Summarising scientific publications from a tech-transfer perspective#
This is a simplified example illustrating how great-ai
is used in practice at ScoutinScience. The subpages show great-ai
in action by going over the lifecycle of fine-tuning and deploying a BERT-based software service.
Propriety data
The purpose of this example is to show you different ways in which great-ai
can assist you. The exact NLP task being solved is not central. Stemming from this and from the difficult nature of obtaining appropriate training data, the propriety dataset used for the experiments is not shared.
Objectives#
- You will see how the great_ai.utilities can integrate into your Data Science workflow.
- You will see how great_ai.large_file can be used to version and store your trained model.
- You will see how GreatAI should be used to prepare your model for a robust and responsible deployment.
- You will see multiple ways of customising your deployment.
Overview#
One of the core features of the ScoutinScience platform is summarising research papers from a tech-transfer perspective.
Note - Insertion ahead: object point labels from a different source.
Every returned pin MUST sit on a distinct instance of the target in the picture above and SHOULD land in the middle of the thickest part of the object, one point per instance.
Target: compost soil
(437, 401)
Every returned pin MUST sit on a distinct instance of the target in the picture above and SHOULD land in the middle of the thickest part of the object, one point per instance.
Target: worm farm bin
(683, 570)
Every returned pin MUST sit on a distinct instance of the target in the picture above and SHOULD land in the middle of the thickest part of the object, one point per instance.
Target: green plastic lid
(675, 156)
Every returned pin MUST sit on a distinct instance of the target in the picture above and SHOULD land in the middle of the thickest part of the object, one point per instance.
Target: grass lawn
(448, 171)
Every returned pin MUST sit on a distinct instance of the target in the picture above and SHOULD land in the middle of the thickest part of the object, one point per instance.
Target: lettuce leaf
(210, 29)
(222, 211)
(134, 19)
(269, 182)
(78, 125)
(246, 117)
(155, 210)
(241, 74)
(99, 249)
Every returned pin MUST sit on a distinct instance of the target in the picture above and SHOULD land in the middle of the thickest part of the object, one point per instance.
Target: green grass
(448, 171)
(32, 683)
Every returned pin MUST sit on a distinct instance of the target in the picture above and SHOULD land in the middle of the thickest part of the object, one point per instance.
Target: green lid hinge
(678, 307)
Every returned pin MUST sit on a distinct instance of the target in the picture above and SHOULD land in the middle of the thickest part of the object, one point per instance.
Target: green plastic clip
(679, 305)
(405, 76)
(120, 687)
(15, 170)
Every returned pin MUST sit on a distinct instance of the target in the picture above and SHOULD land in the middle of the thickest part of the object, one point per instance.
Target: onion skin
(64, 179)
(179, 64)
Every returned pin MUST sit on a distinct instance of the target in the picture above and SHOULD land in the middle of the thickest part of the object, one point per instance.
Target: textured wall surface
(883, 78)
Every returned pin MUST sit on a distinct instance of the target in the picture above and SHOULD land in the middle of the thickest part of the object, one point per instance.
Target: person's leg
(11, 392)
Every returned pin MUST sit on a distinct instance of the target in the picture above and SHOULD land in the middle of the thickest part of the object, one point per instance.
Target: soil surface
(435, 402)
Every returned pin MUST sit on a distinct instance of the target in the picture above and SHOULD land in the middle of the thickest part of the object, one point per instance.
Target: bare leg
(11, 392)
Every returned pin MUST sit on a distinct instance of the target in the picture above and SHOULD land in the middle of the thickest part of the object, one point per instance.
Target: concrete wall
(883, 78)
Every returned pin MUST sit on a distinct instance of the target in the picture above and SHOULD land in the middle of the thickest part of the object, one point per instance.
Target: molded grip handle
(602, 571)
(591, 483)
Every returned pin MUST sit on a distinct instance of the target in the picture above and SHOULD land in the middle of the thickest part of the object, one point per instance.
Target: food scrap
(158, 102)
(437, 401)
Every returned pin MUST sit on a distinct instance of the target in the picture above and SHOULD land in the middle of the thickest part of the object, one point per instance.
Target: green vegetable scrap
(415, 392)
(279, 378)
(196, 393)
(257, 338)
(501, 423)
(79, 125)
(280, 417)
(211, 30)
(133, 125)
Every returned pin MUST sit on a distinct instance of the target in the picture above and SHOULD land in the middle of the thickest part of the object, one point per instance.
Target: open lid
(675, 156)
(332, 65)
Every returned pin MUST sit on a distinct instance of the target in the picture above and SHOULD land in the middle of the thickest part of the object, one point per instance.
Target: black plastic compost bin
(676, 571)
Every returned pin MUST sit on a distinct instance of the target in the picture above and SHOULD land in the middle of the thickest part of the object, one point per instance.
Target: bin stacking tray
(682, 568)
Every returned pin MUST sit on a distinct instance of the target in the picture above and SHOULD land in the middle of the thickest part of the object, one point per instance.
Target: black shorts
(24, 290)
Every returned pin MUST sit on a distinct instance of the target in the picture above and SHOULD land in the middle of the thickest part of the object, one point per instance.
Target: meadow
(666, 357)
In short, extractive summarisation is preferred using a binary classifier trained on clients' judgement of sentence interestingness. Thus, documents are sentences, and the expected output is a binary label showing whether a sentence is "worthy" of being in the tech-transfer summary. Explaining each decision is imperative since ScoutinScience embraces applying only explainable AI (XAI) methods wherever feasible.
Success
You are ready to start the tutorial. Feel free to return to the summary section once you're finished.
Summary#
Data notebook#
We load and analyse the data by calculating inter-rater reliability and checking the feasibility of using an AI-based approach by testing the accuracy of a trivial baseline method.
Training notebook#
We simply fine-tune SciBERT.
After training and evaluating a model, it is exported using great_ai.save_model. For more info, check out the configuration how-to page.
Deployment notebook#
We customise the GreatAI configuration, create custom caching for the model and implement an inference function that can be hardened by wrapping it in a GreatAI instance. We also extract the attention weights as a quasi-explanation.
Finally, we test the model's inference function through the GreatAI dashboard. The only thing left is to deploy the hardened service properly.
Additional files#
There are some other files required for deploying the notebook. For example, the config file for S3 and MongoDB or a Dockerfile for building a custom image. These are gathered and shown on a separate page.